Evangelisch -
lutherischer
Gemeindeverband
Region Freden


Furthwängler & Hammer Orgel

Klein und besonders in der Ausführung ist die Orgel in der St. Laurentiuskirche in Freden. Der in Elze beheimatete Orgelbauer Philipp Furtwängler (1800-1867) baute das Instrument im Jahr 1879. Zu dieser Zeit lief die Firma schon unter dem Namen Philipp Furtwängler & Söhne. Zuvor stellte der vermutlich gelernte Uhrmacher in einen kleinen Betrieb Turmuhren her. Nach seinem Tod führten seine beiden Söhne, Wilhelm und Pius, die bekannte Orgelbaufirma weiter.
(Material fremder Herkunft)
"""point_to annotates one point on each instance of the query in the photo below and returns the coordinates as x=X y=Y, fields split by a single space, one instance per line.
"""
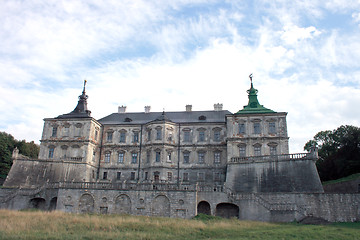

Die Furtwängler-Orgel in Freden zeichnet sich durch ihre besondere Bauform aus. Der Spieltisch ist nicht wie bei an deren Orgeln zum Orgelgehäuse gerichtet, sondern zum Altar hin. Dadurch hat der Organist freie Sicht auf das Geschehen am Altar. Zu dem sind die Pfeifen auf einer mechanischen Kegellade angeordnet. Dies ist eine Besonderheit des romantischen Orgelbaus. Hier hat jeder Ton für jedes Register ein Ventil. Bei Tastendruck wird also eine ganze Ventilleiste unter den Pfeifen betätigt. Je mehr Register desto länger und dadurch auch viel schwerer ist das Spiel für den Organisten. Bei der kleinen Fredener Orgel mit seinen 12 Registern ist das noch für den Spieler machbar. Größere Orgeln lassen sich mit dieser Bauweise nicht mehr betätigen, so dass man Techniken mit elektrischer oder pneumatischer Übertragung des Tastendrucks einsetzte. Die Trittanlage für den Blasebalg ist noch vorhanden, kann aber leider nicht mehr benutzt werden. Um dem Balgtreter (Kalkant genannt) das Zeichen zum Treten zu geben, gibt es einen Registerzug am Spieltisch mit dem man ein kleines Glöckchen hinten in der Orgel noch heute läuten kann. Neben der „sportlichen“ Betätigung des Balgtreters während des Gottesdienstes war er auch stets zum Mitsingen aufgefordert. Die Ablage des Gesangbuches an der Trittanlage gibt uns ein lebendiges Zeugnis aus dieser Zeit. 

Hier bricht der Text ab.